Pre-teen witch showing enough leg to make a hooker blush? Japan. 

It's your regular hack-n-slash, meaning you hit "x" and "y" a lot and people die. There is literally no depth to this combat whatsoever. There is the ability to gather "souls" or something of that sort from enemies that lets you go into a powered-up state, but that's pretty much the only additional ability you have. There are a few combos but none are particularly interesting or necessary (since the hordes of enemies tend to just stand there and die unless they are the bosses), and though each character does have unique attacks and abilities (and upgrades, which are all small and do next to nothing) the monotony of the whole thing is just overwhelming. How do you fail at a hack n' slash games? These games are boring by design, so their target audience is usually more forgiving. This game is just...tedium incarnate. 

The effects aren't particularly flashy, and the only good thing graphically is the massive number of foes on-screen

That was really short, but that's essentially N3. That's the whole game. I know, now you are chomping at the bit to run out and buy it, but hold on, savvy consumer! I forgot to mention the best part: the balance issues!

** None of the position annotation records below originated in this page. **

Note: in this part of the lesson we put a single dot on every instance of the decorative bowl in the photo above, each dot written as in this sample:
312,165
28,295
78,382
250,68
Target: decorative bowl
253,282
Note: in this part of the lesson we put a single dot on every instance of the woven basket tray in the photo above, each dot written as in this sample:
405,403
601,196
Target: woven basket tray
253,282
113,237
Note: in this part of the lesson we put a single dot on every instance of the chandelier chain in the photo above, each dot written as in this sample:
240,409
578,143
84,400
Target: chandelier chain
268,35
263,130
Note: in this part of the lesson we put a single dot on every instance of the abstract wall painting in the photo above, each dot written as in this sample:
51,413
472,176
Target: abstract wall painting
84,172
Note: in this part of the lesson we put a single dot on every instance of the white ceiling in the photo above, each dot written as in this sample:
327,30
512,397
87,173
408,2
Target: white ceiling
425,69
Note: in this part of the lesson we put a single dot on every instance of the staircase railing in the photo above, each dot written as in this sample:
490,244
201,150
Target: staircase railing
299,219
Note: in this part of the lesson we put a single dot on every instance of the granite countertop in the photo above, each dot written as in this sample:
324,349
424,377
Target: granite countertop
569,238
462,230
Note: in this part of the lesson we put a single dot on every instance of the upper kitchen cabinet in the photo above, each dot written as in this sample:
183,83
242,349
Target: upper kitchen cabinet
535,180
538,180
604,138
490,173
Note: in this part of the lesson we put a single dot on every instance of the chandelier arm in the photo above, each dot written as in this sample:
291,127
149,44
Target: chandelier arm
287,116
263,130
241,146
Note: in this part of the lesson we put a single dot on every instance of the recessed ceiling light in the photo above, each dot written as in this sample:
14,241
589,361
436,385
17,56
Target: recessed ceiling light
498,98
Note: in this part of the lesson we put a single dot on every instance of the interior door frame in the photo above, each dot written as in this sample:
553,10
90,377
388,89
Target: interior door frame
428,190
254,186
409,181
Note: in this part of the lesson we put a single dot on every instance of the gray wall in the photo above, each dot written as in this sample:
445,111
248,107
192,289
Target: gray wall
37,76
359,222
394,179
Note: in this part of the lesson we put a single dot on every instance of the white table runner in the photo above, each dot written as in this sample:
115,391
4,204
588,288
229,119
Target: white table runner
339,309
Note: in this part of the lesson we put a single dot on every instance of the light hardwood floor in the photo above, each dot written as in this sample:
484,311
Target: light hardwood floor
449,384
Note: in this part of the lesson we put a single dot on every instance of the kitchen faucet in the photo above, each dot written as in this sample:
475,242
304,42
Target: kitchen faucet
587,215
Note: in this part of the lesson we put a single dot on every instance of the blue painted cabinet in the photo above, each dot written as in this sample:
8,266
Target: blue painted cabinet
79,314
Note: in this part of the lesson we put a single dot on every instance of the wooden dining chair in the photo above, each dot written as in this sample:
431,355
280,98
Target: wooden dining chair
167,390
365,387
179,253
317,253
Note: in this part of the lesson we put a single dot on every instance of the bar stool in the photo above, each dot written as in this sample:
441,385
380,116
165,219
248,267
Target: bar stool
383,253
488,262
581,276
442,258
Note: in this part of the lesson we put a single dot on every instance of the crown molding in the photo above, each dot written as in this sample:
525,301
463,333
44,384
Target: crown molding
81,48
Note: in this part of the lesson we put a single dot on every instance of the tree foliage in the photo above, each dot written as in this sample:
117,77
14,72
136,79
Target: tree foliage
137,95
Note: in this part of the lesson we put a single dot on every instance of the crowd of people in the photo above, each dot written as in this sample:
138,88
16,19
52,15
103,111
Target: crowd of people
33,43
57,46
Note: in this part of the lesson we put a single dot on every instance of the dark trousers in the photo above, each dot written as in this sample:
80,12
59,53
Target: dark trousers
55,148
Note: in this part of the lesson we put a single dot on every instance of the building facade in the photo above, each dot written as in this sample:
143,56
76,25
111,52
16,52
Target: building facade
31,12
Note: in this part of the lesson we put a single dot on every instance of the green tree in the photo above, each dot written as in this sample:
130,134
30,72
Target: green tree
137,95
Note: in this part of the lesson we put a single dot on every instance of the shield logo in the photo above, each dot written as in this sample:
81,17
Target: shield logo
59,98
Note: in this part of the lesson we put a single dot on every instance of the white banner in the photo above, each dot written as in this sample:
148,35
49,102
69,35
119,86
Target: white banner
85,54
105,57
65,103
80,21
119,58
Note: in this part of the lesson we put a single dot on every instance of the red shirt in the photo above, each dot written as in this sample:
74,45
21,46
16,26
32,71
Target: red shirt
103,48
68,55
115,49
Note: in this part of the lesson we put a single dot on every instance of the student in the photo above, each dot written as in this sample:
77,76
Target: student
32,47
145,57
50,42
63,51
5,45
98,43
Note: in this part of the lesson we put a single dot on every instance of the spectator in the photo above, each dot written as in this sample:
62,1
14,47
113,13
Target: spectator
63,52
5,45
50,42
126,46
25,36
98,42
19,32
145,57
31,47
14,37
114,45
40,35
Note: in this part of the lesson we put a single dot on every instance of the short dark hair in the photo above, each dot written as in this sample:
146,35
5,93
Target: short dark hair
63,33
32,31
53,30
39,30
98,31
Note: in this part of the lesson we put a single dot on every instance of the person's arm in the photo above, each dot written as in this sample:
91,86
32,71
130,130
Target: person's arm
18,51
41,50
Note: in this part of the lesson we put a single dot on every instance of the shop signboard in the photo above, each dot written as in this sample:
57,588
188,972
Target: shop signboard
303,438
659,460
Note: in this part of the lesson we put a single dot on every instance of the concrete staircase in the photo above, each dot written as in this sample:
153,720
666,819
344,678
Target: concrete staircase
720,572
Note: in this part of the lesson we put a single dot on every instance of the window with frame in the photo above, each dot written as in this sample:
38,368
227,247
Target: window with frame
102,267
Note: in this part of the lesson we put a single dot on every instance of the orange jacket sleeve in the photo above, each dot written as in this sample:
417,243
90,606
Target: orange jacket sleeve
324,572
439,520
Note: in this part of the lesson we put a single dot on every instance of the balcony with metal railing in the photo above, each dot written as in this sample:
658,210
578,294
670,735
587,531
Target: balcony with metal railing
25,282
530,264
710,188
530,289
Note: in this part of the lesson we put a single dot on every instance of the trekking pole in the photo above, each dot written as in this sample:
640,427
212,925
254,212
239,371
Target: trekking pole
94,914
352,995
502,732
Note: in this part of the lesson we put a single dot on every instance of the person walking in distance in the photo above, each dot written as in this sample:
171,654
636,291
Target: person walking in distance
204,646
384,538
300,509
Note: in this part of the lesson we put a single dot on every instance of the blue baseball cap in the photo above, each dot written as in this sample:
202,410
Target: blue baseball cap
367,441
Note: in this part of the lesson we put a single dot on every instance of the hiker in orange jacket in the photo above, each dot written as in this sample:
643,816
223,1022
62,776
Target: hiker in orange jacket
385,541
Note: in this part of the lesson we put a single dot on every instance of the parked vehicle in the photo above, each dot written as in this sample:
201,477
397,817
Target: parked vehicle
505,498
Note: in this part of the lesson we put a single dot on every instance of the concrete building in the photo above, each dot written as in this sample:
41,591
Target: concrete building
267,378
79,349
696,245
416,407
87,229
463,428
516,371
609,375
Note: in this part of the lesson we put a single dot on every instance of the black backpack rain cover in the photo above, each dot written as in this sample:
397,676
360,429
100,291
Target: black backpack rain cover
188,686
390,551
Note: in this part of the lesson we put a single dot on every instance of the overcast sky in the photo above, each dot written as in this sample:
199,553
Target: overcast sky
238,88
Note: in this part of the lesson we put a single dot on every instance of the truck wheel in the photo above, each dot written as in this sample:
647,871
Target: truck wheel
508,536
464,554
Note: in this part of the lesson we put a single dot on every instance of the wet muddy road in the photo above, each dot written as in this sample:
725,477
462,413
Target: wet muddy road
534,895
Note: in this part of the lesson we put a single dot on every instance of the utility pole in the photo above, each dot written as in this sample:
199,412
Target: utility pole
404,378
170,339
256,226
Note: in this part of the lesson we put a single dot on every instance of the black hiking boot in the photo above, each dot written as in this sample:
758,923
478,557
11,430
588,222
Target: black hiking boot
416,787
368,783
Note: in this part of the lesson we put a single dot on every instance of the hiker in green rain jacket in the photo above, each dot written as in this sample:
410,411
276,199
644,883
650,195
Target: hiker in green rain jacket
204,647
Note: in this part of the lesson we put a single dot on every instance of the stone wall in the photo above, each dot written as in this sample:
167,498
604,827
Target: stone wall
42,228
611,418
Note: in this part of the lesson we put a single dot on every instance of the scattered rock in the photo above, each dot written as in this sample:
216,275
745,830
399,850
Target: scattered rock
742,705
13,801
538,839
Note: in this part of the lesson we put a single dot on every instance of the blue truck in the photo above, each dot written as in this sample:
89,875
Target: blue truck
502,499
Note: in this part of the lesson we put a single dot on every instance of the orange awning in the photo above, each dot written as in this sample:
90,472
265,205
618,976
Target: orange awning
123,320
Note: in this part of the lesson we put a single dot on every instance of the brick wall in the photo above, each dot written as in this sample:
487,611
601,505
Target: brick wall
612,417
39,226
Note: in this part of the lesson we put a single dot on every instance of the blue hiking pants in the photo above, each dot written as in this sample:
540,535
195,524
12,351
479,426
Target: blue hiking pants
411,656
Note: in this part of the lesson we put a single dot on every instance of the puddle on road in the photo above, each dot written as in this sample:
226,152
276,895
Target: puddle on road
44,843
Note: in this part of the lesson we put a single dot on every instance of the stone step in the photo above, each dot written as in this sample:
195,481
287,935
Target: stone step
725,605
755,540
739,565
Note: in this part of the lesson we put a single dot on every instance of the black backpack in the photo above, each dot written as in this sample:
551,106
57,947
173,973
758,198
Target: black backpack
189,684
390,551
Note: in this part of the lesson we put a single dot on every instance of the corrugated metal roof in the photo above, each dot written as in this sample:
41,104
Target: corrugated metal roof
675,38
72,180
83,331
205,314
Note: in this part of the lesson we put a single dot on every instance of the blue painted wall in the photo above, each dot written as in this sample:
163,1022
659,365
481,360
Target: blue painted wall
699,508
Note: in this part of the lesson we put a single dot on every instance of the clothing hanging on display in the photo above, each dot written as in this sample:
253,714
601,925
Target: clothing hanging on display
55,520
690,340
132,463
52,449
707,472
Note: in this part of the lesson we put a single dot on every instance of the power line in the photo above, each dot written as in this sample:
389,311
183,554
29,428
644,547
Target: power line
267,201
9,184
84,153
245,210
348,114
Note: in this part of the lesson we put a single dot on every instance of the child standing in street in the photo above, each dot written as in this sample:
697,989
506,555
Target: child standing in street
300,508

So as you play through the levels with each specific character they level up and grow more powerful, and it's an extremely slow burn with regard to difficulty: each specific character scenario starts off slightly harder than the one before it, but you still have to burn through a dozen levels before it becomes a challenge. The issue is that two of the last characters are the extremely slow brute character and the fragile, bad-combo pre-teen witch (as seen above). By this point the game is starting each mission with a higher difficultly level, but they aren't giving you better characters to cope with these (the fast, twin-daggered goblin is probably the most powerful character in terms of raw damage). This was about the time I really started hating N3: it went from being a dull, boring, easy grind to a rather difficult grind. Sure, the previous characters had tons of cheap deaths, but at least I could get to the end levels before it started getting ridiculousness. With jailbait witch I was dying constantly from the start. Maybe I just suck, but it really got old fast and seemed like some really poor pacing and balancing.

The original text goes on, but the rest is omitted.